The Kowmung River (Aboriginal: Barnalay), a perennial river that is part of the Hawkesbury-Nepean catchment, is located in the Central Tablelands region of New South Wales, Australia.

Course and features

The Kowmung River is formed by the confluence of the Tuglow and Hollanders rivers near the locality of Tuglow, east southeast of the village of Shooters Hill. The river flows generally southeast and northeast, joined by seven minor tributaries, before reaching its confluence with the Coxs River west of Mount Cookem. The river descends 816 metres (2,677 ft) over its 74-kilometre (46 mi) course.

Approximately seventy per cent of the river's catchment lies within the boundaries of the Blue Mountains and Kanangra-Boyd national parks.
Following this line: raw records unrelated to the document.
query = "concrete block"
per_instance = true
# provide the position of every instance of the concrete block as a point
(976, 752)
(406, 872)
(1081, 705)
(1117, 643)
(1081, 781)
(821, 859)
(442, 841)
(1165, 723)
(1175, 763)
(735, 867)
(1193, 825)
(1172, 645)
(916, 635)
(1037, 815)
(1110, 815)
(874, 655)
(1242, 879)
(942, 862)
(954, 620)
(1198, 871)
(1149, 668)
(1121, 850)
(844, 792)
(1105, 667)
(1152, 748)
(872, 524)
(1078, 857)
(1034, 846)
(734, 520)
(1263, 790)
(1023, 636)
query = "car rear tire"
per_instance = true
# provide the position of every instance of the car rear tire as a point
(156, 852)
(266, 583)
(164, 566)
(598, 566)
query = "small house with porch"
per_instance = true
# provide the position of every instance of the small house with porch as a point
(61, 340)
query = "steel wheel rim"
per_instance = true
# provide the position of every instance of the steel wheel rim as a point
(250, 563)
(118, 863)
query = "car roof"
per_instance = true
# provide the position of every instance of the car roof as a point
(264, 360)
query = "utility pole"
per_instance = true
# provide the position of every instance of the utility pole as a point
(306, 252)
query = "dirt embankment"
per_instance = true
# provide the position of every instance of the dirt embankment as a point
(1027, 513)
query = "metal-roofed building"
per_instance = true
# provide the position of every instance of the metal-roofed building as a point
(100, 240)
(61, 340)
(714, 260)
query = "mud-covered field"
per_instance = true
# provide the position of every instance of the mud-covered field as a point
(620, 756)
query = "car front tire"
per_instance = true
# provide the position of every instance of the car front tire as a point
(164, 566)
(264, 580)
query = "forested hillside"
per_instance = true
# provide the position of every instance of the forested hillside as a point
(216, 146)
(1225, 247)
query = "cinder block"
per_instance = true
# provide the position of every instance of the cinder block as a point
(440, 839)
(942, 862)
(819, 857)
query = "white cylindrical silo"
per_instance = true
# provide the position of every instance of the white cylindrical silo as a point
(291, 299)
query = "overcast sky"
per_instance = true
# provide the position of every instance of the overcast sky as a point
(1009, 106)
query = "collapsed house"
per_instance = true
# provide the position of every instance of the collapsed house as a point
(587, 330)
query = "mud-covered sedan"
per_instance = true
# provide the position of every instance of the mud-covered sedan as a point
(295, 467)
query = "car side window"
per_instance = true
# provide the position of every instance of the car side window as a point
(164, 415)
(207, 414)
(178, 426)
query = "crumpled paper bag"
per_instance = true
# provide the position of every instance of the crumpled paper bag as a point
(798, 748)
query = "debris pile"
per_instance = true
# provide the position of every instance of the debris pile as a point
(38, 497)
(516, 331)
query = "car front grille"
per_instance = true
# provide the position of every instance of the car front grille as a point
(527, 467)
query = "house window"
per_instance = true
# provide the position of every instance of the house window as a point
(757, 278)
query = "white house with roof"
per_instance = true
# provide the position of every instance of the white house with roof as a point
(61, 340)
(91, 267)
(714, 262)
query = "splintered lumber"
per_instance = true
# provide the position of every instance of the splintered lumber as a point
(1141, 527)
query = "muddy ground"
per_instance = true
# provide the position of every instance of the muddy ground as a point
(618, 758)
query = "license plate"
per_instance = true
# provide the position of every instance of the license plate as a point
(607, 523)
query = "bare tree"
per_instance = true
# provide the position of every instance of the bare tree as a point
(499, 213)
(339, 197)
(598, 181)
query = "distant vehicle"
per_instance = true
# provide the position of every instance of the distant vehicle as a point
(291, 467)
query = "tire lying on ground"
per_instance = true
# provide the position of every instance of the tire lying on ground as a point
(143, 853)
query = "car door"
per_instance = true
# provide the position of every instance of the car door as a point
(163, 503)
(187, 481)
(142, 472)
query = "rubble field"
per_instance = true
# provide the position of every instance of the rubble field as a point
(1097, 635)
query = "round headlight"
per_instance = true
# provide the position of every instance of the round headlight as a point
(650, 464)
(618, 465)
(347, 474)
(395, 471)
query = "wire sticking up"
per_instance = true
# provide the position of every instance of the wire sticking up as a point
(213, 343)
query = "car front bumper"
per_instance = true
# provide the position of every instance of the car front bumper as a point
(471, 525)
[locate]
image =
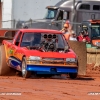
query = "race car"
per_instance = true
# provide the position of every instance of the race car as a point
(38, 51)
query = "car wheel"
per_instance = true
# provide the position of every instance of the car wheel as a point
(25, 73)
(4, 68)
(72, 75)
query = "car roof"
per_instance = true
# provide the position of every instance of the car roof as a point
(41, 30)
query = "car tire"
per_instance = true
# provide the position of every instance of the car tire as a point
(25, 73)
(73, 75)
(4, 68)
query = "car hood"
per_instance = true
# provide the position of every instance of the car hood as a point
(69, 54)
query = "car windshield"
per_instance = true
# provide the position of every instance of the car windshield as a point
(38, 39)
(51, 13)
(95, 30)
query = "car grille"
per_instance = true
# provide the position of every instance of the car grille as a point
(53, 61)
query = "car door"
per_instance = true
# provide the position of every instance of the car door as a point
(15, 45)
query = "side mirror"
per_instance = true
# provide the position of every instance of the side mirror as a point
(65, 15)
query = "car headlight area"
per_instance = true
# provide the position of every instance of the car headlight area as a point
(71, 60)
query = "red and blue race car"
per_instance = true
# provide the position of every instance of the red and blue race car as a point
(39, 51)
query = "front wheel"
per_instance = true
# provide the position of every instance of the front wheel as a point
(25, 73)
(72, 75)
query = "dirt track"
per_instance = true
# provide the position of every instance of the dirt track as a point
(60, 88)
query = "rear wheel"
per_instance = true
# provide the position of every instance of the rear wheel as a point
(25, 73)
(72, 75)
(4, 68)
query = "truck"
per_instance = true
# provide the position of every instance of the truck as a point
(75, 11)
(39, 51)
(93, 48)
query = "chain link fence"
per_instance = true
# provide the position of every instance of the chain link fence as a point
(45, 24)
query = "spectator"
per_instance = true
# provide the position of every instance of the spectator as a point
(73, 36)
(65, 29)
(83, 37)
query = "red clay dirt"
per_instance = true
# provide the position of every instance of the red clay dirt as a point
(58, 88)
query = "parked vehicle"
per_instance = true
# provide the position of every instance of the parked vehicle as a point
(40, 51)
(75, 11)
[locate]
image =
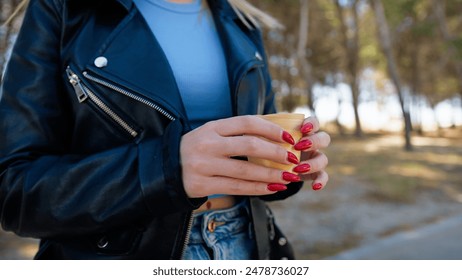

Much of the surrounding country is rugged, with steep cliffs and gorges. It is mostly covered by eucalyptus forest with some rainforest in deep ravines. The river is possibly home to the threatened Macquarie perch (Macquaria australasica), while the surrounds are home to the endangered species the brush-tailed rock wallaby (Petrogale penicillata), stuttering frog and south-eastern petaltail. Endangered flora found include Hakea dohertyi, Trachymene saniculifolia and Diuris aequalis.


The river's name appears to be derived from the local Aboriginal word gummung meaning "sore eyes", likely a term for the condition trachoma. This is possibly because a plant, Centipeda cunninghamii, used by the local people to cure the condition grew along the riverbanks. Surveyor H.C. White recorded the Kowmung name in 1833; however, the Gandangara people called the river Barnalay elsewhere along its course.

In his attempt to cross the Blue Mountains in 1802, Francis Barrallier came to the river and followed it to Christys Creek before turning back due to a lack of supplies. Following in Barrallier's footsteps in 1806, George Caley came to the river and named it the Dryander.